To evaluate the relevance of different protein-protein interaction domains of Nok for maintenance of epithelial polarity and cardiac morphogenesis, we first tested whether the interaction domain of Nok that is required for association with Par6 is essential. Interactions between murine Pals1 and the scaffolding factor Par6 are mediated via the ECR1 domain (Wang et al., 2004). We thus tested the functionality of the corresponding Nok^ΔPar6 mutant, which lacks the ECR1 domain, in complementing different epithelial defects. Whereas the His-Myc-tagged Nok deletion protein significantly complemented the nok^m520 mutant RPE and body curvature phenotypes (Fig. 2C,H), it failed to complement nok^m520 mutant (n=0/26 embryos rescued) and nok morphant heart tube elongation defects (n=0/122 embryos rescued; Fig. 3D,G), as well as neural retinal organization and polarity defects (n=0/6 embryos rescued; Fig. 4D). This finding suggests that Nok does not require Par6 as a direct scaffolding partner within the RPE or for correct body form, whereas direct protein-protein interactions between Nok and Par6 are required for the maintenance of polarity within the myocardium and the neural retina.

We next tested the requirement of the Nok interaction domain that is predicted to mediate association with Patj or Lin7 in the polarization and maintenance of zebrafish embryonic epithelia. The murine Pals1 N-terminal bipartite L27 domains (L27N and L27C) mediate binding to Patj or Lin-7, respectively (Doerks et al., 2000; Roh et al., 2002). In zebrafish, there are three Lin-7 homologs (Wei et al., 2006), but only a single Patj homolog (N.B.-A. and S.A.-S., unpublished results), none of which has been characterized functionally. We performed a functional complementation analysis by overexpressing His-Myc-tagged Nok^ΔPatjΔLin7 or Nok^ΔPatj in nok mutants and morphants. We found that loss of the L27 domain does not affect RPE integrity (Fig. 2E,H; and data not shown) or early heart morphogenesis (Fig. 3E,G; and data not shown). By contrast, the L27 domains that may mediate Nok binding to Patj or Lin-7 appeared to be essential for correct body form (Fig. 2E,H) and for neural retinal polarity and integrity (n=0/6 embryos rescued; Fig. 4C).

Association of Drosophila Sdt and murine Pals1 with the intracellular tail of the transmembrane protein Crb is mediated via their PDZ domains (Bachmann et al., 2001; Hong et al., 2001; Roh et al., 2002). We assayed the functional importance of the Nok PDZ domain by testing whether nok^ΔCrb mRNA, which encodes a protein lacking the PDZ domain, could complement nok mutants or morphants. Although the truncated His-Myc-tagged protein could be detected on western blot (Fig. 1B), as well as on tissue sections of the neural retina (Fig. 4F), none of the mutant phenotypes was rescued (Fig 2F,H, Fig. 3F,G; for the retina phenotype n=0/6 embryos were rescued, Fig. 4F). Therefore, the PDZ-domain-mediated association of Nok with partner proteins is essential for the correct polarity and integrity of all epithelia analyzed.
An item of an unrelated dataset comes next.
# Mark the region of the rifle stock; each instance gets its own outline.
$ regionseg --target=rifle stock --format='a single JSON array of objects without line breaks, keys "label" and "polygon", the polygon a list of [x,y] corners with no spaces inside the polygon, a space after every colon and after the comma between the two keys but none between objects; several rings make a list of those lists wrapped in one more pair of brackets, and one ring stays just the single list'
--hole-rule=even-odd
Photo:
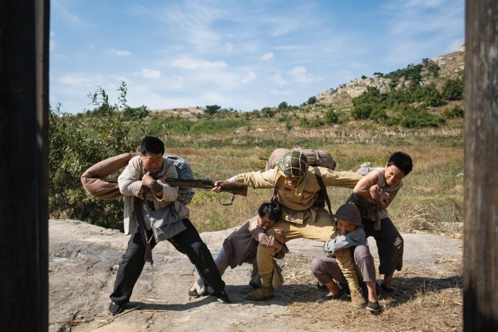
[{"label": "rifle stock", "polygon": [[[214,183],[209,178],[203,179],[183,179],[183,178],[165,178],[164,182],[172,187],[185,187],[191,188],[201,188],[211,190],[214,187]],[[222,192],[230,192],[234,195],[247,196],[248,185],[246,183],[237,182],[223,182],[220,185]]]},{"label": "rifle stock", "polygon": [[[118,183],[117,180],[111,178],[103,179],[109,183]],[[187,188],[200,188],[211,190],[214,187],[214,183],[210,178],[165,178],[164,182],[172,187],[183,187]],[[234,195],[247,196],[248,185],[246,183],[237,182],[223,182],[220,185],[222,192],[230,192]]]}]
Similarly, injection of nok^ΔC mutant mRNA encoding a His-Myc-tagged C-terminal truncation of Nok that deletes the GUK, HOOK and parts of the SH3 domain, failed to rescue any of the phenotypes assayed, although Nok^ΔC protein could be detected on western blot and stained tissues (Fig. 1B, Fig. 2G,H; for the retina phenotype n=0/6 embryos were rescued, Fig. 4E; and data not shown). This finding confirms that C-terminal truncation renders Nok inactive. Together, these results demonstrate that different embryonic epithelia utilize divergent Nok-mediated mechanisms for tissue polarization. Whereas correct polarization of the neural retina requires each of the Nok protein-protein interaction domains, myocardial polarity is not dependent on the two Nok L27 interaction domains that are thought to mediate association with Patj or Lin7. Moreover, integrity of the RPE does not require the Nok ECR1 domain, which is thought to mediate the association with Par6 or the two Nok L27 domains that mediate association with Patj or Lin7. Similarly, correct body form is not dependent on the expected direct interactions between Par6 and Nok via the ECR1 domain. By contrast, the Nok PDZ domain, which is thought to mediate association with Crb, is essential for polarization of all embryonic epithelia tested.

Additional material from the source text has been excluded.